15/11/2019

“Todos são inocentes até que se prove o contrário”, diz Cristiano da Farmácia

Comissão pretende investigar se o prefeito cometeu ato de improbidade administrativa

Wagner Luan

O vereador Cristiano da Farmácia (PR) comentou o pedido protocolado pelo colega Rodrigo de Faveri, que pede a abertura de uma Comissão Processante (CP) para investigar se o prefeito Ivan Vicensotti cometeu ato de improbidade administrativa.

De acordo com o parlamentar, é direito do vereador fazer a denúncia e se acatada. “É direito do vereador, assim como de qualquer pessoa fazer a denúncia, porém assim como em tribunal, todos são inocentes até que se prove o contrário”, disse ele.

“Na minha opinião, a denúncia deve ser acolhida, inclusive para que o prefeito tenha o direito de resposta oficialmente”, completou o parlamentar.
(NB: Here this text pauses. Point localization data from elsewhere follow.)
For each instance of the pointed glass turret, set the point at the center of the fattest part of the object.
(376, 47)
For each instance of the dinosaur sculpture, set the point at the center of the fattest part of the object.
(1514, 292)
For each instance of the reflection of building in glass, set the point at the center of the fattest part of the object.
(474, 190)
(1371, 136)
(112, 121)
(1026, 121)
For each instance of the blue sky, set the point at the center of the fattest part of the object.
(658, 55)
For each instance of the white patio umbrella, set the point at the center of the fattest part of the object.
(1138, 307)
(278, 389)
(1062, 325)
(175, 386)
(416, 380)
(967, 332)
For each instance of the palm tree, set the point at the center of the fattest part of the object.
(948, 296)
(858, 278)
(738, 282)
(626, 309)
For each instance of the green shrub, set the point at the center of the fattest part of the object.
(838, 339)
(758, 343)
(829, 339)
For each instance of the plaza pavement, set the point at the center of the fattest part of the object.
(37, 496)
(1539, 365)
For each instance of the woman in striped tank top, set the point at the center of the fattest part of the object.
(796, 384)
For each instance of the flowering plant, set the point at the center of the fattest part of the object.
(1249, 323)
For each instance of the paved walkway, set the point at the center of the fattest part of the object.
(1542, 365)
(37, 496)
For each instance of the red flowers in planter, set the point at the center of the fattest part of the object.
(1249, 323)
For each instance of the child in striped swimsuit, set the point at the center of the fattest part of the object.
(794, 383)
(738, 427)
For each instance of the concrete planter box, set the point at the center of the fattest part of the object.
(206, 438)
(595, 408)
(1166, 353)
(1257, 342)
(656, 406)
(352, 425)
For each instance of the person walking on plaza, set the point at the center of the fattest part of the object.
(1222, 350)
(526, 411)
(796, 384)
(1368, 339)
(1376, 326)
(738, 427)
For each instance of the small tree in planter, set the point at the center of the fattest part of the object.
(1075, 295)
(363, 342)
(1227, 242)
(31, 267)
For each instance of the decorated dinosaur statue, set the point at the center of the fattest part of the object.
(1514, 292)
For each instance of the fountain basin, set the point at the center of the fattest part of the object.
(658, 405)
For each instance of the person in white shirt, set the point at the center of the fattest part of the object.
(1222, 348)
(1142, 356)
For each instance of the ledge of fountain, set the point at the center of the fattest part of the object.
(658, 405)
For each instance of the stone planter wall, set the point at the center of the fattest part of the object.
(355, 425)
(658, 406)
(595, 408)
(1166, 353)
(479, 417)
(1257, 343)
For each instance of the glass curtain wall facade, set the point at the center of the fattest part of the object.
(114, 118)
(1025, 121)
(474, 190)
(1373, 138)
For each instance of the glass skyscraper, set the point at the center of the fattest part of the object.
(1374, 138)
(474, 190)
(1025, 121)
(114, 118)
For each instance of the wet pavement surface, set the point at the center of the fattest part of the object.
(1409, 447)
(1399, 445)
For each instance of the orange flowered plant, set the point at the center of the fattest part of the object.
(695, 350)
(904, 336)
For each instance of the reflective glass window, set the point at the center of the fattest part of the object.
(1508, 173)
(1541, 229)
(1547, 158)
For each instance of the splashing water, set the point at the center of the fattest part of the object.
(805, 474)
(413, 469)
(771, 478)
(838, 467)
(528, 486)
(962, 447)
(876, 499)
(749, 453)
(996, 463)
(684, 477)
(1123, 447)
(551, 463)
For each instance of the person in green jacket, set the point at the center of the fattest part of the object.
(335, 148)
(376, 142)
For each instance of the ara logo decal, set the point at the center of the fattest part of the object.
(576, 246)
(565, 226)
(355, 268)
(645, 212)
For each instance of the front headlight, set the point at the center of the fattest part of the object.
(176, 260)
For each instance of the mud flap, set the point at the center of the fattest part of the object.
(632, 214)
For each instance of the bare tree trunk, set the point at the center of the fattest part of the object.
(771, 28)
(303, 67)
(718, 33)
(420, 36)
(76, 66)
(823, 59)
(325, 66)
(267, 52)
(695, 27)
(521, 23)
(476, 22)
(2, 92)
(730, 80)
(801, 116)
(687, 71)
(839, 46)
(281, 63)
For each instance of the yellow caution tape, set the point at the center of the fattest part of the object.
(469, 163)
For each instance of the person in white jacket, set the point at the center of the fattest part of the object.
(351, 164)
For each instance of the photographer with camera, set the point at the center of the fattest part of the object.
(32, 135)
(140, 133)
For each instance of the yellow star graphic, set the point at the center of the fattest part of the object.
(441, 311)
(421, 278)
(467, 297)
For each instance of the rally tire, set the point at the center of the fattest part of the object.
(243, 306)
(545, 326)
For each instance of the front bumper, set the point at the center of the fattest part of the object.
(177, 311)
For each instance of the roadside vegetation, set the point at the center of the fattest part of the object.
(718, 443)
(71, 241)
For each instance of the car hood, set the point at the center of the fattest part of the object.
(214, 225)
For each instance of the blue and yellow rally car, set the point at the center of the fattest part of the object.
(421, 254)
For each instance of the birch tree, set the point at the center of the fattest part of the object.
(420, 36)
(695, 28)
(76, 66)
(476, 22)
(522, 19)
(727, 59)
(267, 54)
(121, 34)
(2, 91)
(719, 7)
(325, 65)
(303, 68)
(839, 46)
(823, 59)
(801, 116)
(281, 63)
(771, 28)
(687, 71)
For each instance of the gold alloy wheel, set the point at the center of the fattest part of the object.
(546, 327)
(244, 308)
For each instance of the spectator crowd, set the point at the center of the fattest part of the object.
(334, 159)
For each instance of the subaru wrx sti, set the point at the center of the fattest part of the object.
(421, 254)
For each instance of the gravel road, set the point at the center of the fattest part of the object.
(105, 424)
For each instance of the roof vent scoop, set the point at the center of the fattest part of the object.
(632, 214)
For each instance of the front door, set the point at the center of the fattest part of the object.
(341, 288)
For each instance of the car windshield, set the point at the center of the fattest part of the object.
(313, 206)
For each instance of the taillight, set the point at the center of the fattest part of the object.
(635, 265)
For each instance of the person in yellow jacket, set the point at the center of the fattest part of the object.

Por fim, o vereador nogueirense falou. “Ocorrendo isso, a comissão julgará se há ou não procedência nos apontamentos do vereador”.

Pedido de CP

O pedido de abertura de uma Comissão Processante (CP) para investigar a conduta do prefeito Ivan Vicensotti  (PSB) foi protocolada pelo vereador Rodrigo de Faveri na última quarta-feira (13).

A Comissão pretende investigar se o Chefe do Executivo Municipal cometeu ato de improbidade administrativa, apurando se ele teria condicionado a aprovação de loteamento de casas populares (que seria desenvolvido pela empresa Ecovita Incorporadora e Construtora LTDA) à aprovação pela Câmara Municipal de projetos de leis Expansão Urbana, que teriam beneficiado terrenos de propriedade de familiares de Vicensotti.

Também investiga se o prefeito teria exigido do representante da empresa Ecovita a contratação da PH – Imobiliária EIRELI para intermediação de venda das casas populares cujo loteamento se pretendia aprovar junto a Prefeitura, sendo que o objetivo culto de tal contratação seria o repasse de dinheiro ao chefe do Executivo Municipal de Artur Nogueira.

Essa conduta já vem sendo investigada pelo Ministério Público que abriu inquérito na semana passada, após uma denúncia do próprio vereador Rodrigo de Faveri.

No pedido de abertura da CP, Rodrigo apresenta diversas testemunhas que fazem parte do processo e que podem ser chamadas para serem ouvidas na Comissão entre elas secretários de governos.

Ele argumenta que “ os fatos narrados e argumentados na denúncia evidencia-se a gravidade das condutas por parte do alcaide municipal, configurando conflito de interesses”.